As the founder of the Lyf Support app, I have witnessed firsthand the struggles many people face with feelings of sadness, loneliness, and the aftermath of trauma. In our journey to offer solace and support, we have embraced a simple yet profoundly effective technique known as the Butterfly Hug. This method, rooted in EMDR therapy, serves as a beacon of hope and a tool for self-soothing.

The Origin and Mechanics of the Butterfly Hug: Developed in the mid-1990s by Lucina Artigas during the aftermath of Hurricane Pauline in Mexico, the Butterfly Hug method was initially a way to help survivors deal with the emotional impact of the disaster. It involves crossing one’s arms over the chest, with hands placed on the upper arms, and alternately tapping each arm with the fingers. This bilateral stimulation is at the heart of its effectiveness, mirroring techniques used in Eye Movement Desensitization and Reprocessing (EMDR) therapy.

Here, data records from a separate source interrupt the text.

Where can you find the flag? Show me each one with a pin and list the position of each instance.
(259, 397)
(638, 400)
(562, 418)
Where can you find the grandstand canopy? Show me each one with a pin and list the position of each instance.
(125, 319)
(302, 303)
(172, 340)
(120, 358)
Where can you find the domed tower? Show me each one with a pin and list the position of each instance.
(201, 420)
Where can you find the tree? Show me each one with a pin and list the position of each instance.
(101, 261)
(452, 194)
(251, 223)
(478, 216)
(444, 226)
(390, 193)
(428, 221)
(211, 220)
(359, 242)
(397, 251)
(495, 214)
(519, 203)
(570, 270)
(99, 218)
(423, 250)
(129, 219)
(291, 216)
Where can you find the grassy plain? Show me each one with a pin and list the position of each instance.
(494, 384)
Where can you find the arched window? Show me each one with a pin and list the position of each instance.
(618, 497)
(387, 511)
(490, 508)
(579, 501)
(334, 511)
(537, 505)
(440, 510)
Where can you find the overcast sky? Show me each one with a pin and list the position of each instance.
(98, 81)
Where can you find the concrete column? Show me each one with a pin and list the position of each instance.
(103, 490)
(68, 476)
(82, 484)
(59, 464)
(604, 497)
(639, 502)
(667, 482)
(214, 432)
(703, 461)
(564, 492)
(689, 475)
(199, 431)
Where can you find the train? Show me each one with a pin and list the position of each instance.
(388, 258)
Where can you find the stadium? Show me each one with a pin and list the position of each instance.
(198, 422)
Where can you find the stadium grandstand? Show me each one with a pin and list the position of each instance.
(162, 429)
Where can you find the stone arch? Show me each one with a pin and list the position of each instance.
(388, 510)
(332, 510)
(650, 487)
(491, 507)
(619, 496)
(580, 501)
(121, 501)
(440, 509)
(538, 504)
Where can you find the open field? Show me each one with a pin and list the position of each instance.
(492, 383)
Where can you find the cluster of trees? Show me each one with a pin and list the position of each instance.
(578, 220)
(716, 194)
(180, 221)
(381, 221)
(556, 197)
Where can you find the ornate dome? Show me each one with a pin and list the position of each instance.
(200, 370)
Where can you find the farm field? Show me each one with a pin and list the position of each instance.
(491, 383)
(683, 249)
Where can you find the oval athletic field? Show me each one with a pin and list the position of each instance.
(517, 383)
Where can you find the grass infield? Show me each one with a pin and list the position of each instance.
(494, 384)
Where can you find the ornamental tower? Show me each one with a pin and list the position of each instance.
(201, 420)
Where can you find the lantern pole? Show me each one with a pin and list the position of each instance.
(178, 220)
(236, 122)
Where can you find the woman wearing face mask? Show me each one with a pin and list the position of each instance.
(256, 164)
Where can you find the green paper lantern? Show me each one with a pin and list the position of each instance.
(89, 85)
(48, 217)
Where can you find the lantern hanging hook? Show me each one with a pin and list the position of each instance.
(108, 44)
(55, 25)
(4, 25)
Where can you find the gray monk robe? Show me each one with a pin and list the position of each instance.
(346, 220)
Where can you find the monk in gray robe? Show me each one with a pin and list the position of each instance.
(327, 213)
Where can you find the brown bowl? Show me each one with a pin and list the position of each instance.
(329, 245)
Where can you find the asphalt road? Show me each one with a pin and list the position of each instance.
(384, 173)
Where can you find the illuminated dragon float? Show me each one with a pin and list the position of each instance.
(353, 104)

The Science Behind the Technique: The Butterfly Hug taps into the biological mechanisms of self-soothing. Bilateral stimulation, a core aspect of EMDR, is believed to mimic the biological processes involved in Rapid Eye Movement (REM) sleep, helping the brain to process and integrate traumatic memories. Studies have shown that EMDR can significantly reduce the symptoms of post-traumatic stress disorder (PTSD), anxiety, and depression.

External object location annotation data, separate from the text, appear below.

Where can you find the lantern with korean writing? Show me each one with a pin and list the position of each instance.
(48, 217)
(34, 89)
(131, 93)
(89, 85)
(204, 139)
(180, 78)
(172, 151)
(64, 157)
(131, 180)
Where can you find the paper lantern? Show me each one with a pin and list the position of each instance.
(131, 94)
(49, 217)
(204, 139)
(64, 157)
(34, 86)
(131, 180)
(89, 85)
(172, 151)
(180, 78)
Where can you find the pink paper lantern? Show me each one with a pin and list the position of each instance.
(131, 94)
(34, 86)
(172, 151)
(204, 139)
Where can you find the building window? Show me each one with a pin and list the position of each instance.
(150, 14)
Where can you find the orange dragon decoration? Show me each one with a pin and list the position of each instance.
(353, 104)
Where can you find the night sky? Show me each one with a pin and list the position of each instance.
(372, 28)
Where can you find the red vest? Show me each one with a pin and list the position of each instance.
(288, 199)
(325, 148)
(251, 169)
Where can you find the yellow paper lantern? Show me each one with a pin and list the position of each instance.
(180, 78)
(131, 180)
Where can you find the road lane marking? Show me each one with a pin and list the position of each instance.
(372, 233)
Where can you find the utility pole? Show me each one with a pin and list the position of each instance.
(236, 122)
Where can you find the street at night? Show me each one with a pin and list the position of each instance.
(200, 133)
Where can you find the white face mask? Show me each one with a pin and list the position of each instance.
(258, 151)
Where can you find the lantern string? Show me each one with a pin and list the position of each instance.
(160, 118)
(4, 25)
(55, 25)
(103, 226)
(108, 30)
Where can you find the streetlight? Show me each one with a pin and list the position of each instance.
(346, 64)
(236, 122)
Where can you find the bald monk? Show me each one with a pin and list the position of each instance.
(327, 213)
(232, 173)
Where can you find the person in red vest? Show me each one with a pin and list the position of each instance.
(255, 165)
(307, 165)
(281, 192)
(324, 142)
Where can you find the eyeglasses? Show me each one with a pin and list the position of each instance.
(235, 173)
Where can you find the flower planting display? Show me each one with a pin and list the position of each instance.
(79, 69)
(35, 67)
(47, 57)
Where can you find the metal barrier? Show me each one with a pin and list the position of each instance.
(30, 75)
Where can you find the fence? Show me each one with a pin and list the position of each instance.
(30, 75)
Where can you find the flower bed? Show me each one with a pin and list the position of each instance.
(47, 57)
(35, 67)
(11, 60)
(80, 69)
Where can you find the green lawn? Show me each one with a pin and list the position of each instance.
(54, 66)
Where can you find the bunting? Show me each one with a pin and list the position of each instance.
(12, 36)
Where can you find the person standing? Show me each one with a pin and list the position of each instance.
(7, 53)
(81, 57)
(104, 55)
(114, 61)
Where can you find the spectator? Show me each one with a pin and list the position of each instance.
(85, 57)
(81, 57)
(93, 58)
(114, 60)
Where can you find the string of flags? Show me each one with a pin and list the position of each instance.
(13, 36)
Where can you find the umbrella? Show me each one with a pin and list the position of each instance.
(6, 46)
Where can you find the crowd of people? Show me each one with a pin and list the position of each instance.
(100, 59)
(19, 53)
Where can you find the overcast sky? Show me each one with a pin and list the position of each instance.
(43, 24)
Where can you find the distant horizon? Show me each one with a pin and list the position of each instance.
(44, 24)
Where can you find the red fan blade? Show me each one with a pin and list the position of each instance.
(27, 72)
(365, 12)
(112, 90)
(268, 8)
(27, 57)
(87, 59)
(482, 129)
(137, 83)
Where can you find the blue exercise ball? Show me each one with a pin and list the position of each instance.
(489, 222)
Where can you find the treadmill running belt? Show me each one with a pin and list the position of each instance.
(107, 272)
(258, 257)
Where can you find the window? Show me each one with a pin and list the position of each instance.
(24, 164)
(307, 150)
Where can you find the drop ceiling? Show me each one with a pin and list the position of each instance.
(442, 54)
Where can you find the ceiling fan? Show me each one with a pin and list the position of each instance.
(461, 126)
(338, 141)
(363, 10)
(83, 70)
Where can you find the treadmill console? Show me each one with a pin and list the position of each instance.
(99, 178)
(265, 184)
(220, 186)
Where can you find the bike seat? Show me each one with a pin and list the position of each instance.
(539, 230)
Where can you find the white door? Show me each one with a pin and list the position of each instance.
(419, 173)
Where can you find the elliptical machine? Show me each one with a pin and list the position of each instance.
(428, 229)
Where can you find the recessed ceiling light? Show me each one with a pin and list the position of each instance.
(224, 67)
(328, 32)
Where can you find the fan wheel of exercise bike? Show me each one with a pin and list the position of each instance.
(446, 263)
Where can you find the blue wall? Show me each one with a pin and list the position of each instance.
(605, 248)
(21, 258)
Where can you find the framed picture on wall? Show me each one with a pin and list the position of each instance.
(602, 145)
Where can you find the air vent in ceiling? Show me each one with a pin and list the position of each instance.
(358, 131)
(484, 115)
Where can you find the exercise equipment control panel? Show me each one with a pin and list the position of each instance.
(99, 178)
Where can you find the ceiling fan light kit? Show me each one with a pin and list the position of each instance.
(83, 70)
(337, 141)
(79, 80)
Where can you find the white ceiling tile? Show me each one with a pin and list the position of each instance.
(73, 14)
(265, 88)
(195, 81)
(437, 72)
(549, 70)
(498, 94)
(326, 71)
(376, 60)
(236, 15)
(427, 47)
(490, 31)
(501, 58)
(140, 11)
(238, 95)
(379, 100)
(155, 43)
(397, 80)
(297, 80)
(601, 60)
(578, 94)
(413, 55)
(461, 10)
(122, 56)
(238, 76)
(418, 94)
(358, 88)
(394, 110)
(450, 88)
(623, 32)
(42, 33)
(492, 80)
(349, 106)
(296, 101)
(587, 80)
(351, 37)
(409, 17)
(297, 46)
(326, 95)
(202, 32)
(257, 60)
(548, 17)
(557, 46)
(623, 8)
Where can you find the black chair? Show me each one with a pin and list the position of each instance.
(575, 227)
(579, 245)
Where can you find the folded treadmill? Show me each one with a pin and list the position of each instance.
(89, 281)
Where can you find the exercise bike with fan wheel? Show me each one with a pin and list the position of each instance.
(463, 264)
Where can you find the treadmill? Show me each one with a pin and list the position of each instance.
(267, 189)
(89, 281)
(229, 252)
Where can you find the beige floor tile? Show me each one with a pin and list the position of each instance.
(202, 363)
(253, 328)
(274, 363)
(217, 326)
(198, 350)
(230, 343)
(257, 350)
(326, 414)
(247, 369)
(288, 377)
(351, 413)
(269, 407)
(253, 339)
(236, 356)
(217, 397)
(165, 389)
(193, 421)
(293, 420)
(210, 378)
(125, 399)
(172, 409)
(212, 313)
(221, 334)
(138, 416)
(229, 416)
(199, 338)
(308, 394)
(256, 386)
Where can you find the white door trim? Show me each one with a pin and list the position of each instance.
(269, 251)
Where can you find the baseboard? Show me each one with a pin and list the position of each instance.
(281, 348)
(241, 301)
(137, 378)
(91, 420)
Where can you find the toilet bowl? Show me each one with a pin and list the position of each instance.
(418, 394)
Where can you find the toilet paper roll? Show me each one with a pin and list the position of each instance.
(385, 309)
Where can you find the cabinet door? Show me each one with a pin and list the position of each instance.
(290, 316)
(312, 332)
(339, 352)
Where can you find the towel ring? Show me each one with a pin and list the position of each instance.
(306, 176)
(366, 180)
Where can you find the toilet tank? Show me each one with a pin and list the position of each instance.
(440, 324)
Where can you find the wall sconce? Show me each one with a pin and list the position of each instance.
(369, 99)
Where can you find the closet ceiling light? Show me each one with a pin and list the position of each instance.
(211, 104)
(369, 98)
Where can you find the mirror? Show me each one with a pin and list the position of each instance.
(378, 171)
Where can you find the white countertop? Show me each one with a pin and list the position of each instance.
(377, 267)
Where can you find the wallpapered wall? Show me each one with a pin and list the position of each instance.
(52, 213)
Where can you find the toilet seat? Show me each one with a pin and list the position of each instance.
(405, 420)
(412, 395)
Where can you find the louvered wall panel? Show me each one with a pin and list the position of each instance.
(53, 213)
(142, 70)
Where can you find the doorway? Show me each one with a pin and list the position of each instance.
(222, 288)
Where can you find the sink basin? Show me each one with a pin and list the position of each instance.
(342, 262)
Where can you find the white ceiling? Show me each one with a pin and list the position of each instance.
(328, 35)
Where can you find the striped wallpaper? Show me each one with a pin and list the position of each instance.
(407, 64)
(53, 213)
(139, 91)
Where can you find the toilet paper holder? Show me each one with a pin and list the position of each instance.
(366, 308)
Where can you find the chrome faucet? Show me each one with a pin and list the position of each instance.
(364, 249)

Applications in Self-Soothing: For individuals grappling with sadness or loneliness, the Butterfly Hug offers a self-administered method of comfort. It encourages a focus on rhythmic, calming physical sensations, which can help to center and ground individuals experiencing emotional distress. The repetitive nature of the tapping can also serve as a mindfulness exercise, redirecting attention away from distressing thoughts.

Guiding Clients Through the Butterfly Hug: At Lyf Support, we advocate a gentle approach when introducing clients to the Butterfly Hug. The process begins with ensuring a comfortable and safe environment, followed by guiding them through the steps of the technique. We encourage clients to focus on their breathing and notice any sensations or emotions that arise during the process, fostering a sense of self-awareness and emotional processing.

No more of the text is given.